‘It will cause systemic shocks’ — CPPE cautions CBN over planned discontinuation of FX sales to banks
The Centre for the Promotion of Private Enterprise (CPPE) says the Central Bank of Nigeria (CBN) should reconsider its stance on the termination of forex to the foreign exchange market.
Godwin Emefiele, CBN governor, had said the apex bank will stop the sale of foreign exchange to banks by the end of the year.
In a statement issued on Sunday, Muda Yusuf, CPPE chief executive officer, said there would be consequences if the decision is taken.
“The implication of this is that the CBN will stop its supply of forex to the foreign exchange market,” the statement reads.
“CPPE would like to caution that the apex bank should rigorously think through this proposition before implementation because of the likely systemic shocks, business disruptions, macroeconomic dislocations and weakening of investors confidence.
“A much deeper and robust I &E forex window should be in place before the CBN can contemplate a termination of its forex market interventions.”
Yusuf commended the effort of the apex bank on the RT200 programme as it would go a long way in affecting the economy tremendously if properly managed.
“The reality is that supply-side policies are even more critical and impactful than demand management interventions in the foreign exchange market. Over the last couple of years, the CBN has been fixated on managing the demand side of the foreign exchange market and the outcomes have been suboptimal,” Yusuf said.
He further highlighted the success factors that should be considered by the Bankers Committee, adding that for the initiative to succeed, there is a need to put certain things in place such as fixing structural constraints impeding non-oil exports, reviewing the pricing regime in the I&E window, giving exporters access to export proceeds, expanding the scope of forex supply strategies and allowing forex-generating MDAs to sell at the I&E window.

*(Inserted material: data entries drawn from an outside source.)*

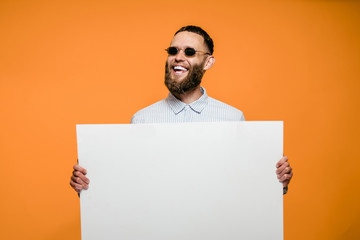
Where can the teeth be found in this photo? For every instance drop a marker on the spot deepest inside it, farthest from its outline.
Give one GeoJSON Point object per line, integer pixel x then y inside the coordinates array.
{"type": "Point", "coordinates": [180, 68]}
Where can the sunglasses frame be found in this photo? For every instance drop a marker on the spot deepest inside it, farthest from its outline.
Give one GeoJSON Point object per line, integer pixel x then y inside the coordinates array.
{"type": "Point", "coordinates": [184, 50]}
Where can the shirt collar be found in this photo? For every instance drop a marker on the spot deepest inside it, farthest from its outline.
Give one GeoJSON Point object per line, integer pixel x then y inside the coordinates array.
{"type": "Point", "coordinates": [177, 105]}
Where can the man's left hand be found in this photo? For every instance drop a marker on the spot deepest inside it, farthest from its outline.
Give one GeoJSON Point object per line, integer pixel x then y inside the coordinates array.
{"type": "Point", "coordinates": [284, 171]}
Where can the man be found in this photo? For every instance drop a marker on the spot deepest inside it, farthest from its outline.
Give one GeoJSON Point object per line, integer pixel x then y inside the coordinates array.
{"type": "Point", "coordinates": [189, 56]}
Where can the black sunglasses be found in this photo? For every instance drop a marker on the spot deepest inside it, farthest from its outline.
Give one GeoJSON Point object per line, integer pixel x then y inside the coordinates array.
{"type": "Point", "coordinates": [189, 52]}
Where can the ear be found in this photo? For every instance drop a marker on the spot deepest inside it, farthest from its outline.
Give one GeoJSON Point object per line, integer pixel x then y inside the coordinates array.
{"type": "Point", "coordinates": [209, 62]}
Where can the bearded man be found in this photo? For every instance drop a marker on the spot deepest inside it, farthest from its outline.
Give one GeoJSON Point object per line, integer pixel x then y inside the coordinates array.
{"type": "Point", "coordinates": [189, 56]}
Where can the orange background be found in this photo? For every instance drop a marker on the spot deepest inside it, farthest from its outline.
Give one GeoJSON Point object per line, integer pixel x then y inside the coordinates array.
{"type": "Point", "coordinates": [68, 62]}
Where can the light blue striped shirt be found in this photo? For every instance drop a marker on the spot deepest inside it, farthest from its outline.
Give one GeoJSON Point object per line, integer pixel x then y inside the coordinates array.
{"type": "Point", "coordinates": [172, 110]}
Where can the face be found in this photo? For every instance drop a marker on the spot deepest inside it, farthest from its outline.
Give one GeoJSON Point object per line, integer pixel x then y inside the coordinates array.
{"type": "Point", "coordinates": [184, 73]}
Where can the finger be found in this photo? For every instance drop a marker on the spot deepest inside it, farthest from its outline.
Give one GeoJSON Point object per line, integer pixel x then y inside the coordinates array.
{"type": "Point", "coordinates": [77, 187]}
{"type": "Point", "coordinates": [81, 176]}
{"type": "Point", "coordinates": [77, 167]}
{"type": "Point", "coordinates": [285, 177]}
{"type": "Point", "coordinates": [282, 167]}
{"type": "Point", "coordinates": [281, 161]}
{"type": "Point", "coordinates": [286, 170]}
{"type": "Point", "coordinates": [80, 182]}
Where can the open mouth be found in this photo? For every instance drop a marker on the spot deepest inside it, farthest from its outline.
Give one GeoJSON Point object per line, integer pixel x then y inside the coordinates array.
{"type": "Point", "coordinates": [179, 69]}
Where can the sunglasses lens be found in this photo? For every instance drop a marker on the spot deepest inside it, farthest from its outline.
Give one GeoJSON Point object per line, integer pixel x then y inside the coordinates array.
{"type": "Point", "coordinates": [190, 52]}
{"type": "Point", "coordinates": [172, 50]}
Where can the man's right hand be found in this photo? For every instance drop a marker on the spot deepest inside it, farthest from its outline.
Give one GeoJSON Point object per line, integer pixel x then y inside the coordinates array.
{"type": "Point", "coordinates": [78, 180]}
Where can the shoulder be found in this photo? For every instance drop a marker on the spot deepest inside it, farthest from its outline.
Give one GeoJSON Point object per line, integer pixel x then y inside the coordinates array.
{"type": "Point", "coordinates": [142, 115]}
{"type": "Point", "coordinates": [229, 112]}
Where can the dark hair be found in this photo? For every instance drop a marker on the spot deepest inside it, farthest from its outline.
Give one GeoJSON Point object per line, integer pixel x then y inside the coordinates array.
{"type": "Point", "coordinates": [198, 30]}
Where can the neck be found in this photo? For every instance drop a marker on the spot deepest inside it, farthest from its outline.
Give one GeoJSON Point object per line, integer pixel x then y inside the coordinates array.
{"type": "Point", "coordinates": [190, 96]}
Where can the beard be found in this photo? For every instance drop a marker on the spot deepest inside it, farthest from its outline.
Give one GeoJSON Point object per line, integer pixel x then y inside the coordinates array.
{"type": "Point", "coordinates": [191, 81]}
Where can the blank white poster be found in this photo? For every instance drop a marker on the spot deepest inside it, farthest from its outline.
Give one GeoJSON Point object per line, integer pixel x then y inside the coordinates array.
{"type": "Point", "coordinates": [188, 181]}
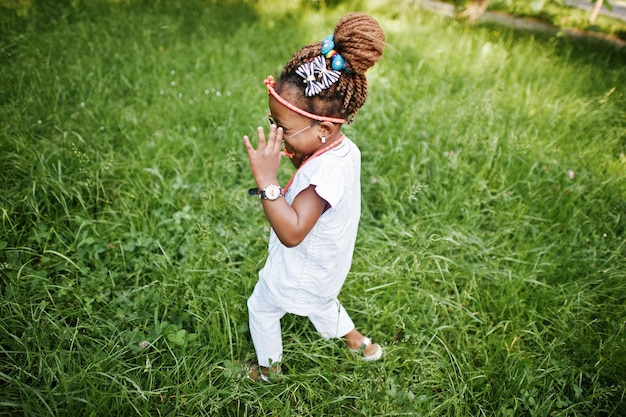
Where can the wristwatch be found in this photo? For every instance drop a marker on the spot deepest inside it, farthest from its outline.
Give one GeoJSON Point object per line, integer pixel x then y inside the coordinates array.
{"type": "Point", "coordinates": [271, 192]}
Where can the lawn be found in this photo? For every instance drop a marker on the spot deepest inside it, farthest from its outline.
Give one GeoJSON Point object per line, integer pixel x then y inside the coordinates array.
{"type": "Point", "coordinates": [490, 261]}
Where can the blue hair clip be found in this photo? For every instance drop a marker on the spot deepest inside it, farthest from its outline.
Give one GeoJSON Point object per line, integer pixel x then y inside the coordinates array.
{"type": "Point", "coordinates": [337, 62]}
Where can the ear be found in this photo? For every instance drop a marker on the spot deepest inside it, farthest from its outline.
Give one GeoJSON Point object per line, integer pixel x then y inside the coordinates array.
{"type": "Point", "coordinates": [328, 128]}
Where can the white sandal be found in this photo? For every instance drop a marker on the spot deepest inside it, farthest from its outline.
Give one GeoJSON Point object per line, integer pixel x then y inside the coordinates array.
{"type": "Point", "coordinates": [368, 358]}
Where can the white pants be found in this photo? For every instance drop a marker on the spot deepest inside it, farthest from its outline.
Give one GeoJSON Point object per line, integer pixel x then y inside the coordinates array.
{"type": "Point", "coordinates": [330, 319]}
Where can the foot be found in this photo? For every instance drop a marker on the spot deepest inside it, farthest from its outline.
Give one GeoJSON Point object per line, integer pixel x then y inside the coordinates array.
{"type": "Point", "coordinates": [262, 373]}
{"type": "Point", "coordinates": [369, 351]}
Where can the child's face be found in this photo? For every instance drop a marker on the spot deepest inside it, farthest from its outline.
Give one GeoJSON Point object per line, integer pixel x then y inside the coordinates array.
{"type": "Point", "coordinates": [300, 134]}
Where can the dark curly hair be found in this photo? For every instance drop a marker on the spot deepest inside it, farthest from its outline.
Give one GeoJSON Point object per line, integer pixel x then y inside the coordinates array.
{"type": "Point", "coordinates": [360, 40]}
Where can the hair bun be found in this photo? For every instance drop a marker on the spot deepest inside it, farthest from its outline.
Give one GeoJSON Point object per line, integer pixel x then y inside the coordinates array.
{"type": "Point", "coordinates": [360, 40]}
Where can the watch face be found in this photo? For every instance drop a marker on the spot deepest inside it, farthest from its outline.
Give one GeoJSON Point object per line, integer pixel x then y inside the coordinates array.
{"type": "Point", "coordinates": [272, 192]}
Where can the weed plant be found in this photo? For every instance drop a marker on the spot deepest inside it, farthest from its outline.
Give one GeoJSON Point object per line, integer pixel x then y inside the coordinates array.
{"type": "Point", "coordinates": [490, 261]}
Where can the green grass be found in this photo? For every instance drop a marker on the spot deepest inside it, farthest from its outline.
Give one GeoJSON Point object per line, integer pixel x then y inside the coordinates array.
{"type": "Point", "coordinates": [490, 261]}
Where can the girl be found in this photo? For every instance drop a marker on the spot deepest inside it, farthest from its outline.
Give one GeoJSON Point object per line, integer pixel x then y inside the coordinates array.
{"type": "Point", "coordinates": [315, 218]}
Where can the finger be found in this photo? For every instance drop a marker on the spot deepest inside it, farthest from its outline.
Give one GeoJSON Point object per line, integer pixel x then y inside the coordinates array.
{"type": "Point", "coordinates": [261, 134]}
{"type": "Point", "coordinates": [280, 134]}
{"type": "Point", "coordinates": [247, 144]}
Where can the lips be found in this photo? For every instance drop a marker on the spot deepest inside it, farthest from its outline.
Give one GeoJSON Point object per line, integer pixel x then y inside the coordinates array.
{"type": "Point", "coordinates": [289, 151]}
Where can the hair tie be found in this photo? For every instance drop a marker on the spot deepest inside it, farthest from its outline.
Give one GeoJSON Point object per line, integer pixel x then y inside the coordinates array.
{"type": "Point", "coordinates": [337, 62]}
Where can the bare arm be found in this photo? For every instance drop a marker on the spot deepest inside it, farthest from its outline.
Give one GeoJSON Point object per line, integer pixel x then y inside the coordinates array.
{"type": "Point", "coordinates": [290, 222]}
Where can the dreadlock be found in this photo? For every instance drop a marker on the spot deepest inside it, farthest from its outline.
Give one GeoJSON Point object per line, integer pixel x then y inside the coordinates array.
{"type": "Point", "coordinates": [360, 40]}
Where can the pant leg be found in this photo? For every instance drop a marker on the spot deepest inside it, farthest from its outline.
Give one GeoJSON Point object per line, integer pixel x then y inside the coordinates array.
{"type": "Point", "coordinates": [264, 322]}
{"type": "Point", "coordinates": [332, 320]}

“Structural variables are not within the purview of the CBN or the Bankers Committee. The fiscal authorities have much bigger roles to play in fixing the structural constraints which have been impeding non-oil exports productivity and competitiveness for decades,” he added.
“Collaboration with fiscal authorities is a critical success factor for the realisation of the RT 200 outcomes. It is impossible to clap with one hand. Complementarity between the fiscal and monetary authorities is therefore imperative for the success of this scheme.

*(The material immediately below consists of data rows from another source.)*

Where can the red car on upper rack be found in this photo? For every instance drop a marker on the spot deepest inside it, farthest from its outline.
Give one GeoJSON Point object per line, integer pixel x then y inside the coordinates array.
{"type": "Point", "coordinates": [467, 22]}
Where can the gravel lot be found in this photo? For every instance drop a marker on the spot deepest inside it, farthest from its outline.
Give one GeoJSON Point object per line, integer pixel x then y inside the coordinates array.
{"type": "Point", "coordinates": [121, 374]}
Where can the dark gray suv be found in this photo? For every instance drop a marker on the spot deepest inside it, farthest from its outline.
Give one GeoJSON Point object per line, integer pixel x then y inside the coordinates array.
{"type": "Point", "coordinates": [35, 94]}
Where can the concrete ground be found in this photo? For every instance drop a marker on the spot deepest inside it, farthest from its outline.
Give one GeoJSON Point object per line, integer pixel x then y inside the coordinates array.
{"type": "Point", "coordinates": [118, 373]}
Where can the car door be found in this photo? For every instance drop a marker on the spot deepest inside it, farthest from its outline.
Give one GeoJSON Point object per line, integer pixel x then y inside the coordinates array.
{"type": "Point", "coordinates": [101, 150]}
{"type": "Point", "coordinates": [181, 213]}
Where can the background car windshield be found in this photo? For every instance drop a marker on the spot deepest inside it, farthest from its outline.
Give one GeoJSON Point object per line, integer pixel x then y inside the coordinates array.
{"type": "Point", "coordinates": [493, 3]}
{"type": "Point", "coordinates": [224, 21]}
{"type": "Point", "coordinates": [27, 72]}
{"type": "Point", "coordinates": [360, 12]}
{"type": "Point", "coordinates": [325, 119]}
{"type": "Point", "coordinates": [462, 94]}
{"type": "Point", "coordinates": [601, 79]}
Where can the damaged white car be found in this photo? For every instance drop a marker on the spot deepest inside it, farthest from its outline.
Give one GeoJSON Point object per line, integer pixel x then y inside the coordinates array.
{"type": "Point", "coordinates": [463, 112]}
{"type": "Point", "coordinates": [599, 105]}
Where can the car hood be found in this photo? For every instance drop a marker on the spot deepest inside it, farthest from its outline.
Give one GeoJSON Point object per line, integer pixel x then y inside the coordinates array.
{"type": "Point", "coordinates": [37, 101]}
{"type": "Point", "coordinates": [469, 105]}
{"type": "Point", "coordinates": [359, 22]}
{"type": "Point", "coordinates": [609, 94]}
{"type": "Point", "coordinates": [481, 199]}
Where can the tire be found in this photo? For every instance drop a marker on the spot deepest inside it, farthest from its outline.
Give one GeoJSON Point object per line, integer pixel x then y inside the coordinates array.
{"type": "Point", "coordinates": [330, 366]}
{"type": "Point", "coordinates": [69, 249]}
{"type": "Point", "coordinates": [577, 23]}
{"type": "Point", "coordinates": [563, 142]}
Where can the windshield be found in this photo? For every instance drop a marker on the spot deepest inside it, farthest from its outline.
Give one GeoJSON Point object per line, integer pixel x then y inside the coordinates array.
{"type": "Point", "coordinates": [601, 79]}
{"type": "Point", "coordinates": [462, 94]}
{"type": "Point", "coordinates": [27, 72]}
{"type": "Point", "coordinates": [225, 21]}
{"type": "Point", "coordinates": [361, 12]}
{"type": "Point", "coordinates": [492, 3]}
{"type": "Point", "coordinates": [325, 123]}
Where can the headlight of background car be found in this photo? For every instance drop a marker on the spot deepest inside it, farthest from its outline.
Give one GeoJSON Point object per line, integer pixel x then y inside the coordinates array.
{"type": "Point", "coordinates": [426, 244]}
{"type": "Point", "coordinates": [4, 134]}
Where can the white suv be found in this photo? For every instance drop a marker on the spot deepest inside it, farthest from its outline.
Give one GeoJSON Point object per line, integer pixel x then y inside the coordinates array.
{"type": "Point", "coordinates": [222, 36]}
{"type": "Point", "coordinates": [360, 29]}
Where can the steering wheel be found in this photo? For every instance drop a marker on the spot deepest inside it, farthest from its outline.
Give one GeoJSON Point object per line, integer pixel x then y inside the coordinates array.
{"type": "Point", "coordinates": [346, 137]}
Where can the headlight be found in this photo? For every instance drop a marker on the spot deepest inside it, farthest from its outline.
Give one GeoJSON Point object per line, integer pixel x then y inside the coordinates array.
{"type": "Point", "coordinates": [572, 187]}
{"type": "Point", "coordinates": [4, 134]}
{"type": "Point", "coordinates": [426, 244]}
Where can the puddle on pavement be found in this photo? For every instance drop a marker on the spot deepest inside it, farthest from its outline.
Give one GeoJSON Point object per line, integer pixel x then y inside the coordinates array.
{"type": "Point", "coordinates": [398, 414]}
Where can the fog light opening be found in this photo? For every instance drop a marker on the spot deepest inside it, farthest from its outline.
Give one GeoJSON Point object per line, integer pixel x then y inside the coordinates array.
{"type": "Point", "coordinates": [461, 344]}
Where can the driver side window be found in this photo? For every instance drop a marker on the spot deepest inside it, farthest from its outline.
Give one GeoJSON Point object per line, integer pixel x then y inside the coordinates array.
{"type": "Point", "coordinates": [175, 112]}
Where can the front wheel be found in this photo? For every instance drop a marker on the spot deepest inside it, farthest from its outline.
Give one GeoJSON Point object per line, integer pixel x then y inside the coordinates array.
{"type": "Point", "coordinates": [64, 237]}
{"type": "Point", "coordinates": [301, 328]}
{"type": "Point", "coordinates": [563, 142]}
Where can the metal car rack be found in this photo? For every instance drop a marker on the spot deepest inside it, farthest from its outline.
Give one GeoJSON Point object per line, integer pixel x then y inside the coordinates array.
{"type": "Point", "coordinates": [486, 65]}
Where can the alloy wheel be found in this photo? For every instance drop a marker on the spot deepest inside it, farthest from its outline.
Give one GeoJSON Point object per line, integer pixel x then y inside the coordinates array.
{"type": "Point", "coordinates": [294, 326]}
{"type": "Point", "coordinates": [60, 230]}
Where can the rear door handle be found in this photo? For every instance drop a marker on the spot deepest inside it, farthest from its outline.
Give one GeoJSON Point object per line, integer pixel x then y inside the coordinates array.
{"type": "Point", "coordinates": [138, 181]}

“The current pricing regime in the Importers and Exporters [I &E] window of the foreign exchange market is at variance with the objectives of the RT 200. It will be a major impediment to the achievement of the Race To $200 billion Export Proceeds Vision. Exporters are currently not encouraged to remit export proceeds at the current official rate of N416/$. It is a pricing regime that inherently penalizes exporters and it is a major demotivating factor to investment in the non-oil export sector.
“Therefore, the CBN should take urgent steps to ensure that the exchange rate regime in the I&E window is market reflective. The pricing regime should be flexible and reflect the demand and supply dynamics. This is the biggest incentive that the apex bank can give to the non-oil export sector. It will be more impactful than any rebate that the CBN could be contemplating.
“Exporters in the economy must be allowed unfettered access to their exports proceeds. The current policy regime on export proceeds is stifling, restrictive and repressive. It is inhibiting export initiatives, enterprise and growth.
“Regulations around export proceeds should be immediately relaxed in the spirit of the RT 200. Exporters must be able to sell their proceeds at a mutually agreed exchange rate to either the banks, importers or the BDCs as the case may be. The apex bank should institute a willing buyer-willing seller framework for export proceeds.
“CBN should expand the scope of its new foreign exchange supply strategies and incentives to cover other sources of foreign exchange inflows into the economy. Inflows from these sources should be completely liberalised through a market-driven I&E window. Current regulatory regime for inflows is obstructive and inhibiting.
“Foreign exchange generating MDAs should be encouraged to sell their Forex at the I&E window at a market reflective exchange rate. Some of these agencies include the Nigeria Ports Authority [NPA] and the Nigeria Maritime Administration and Safety Agency [NIMASA].”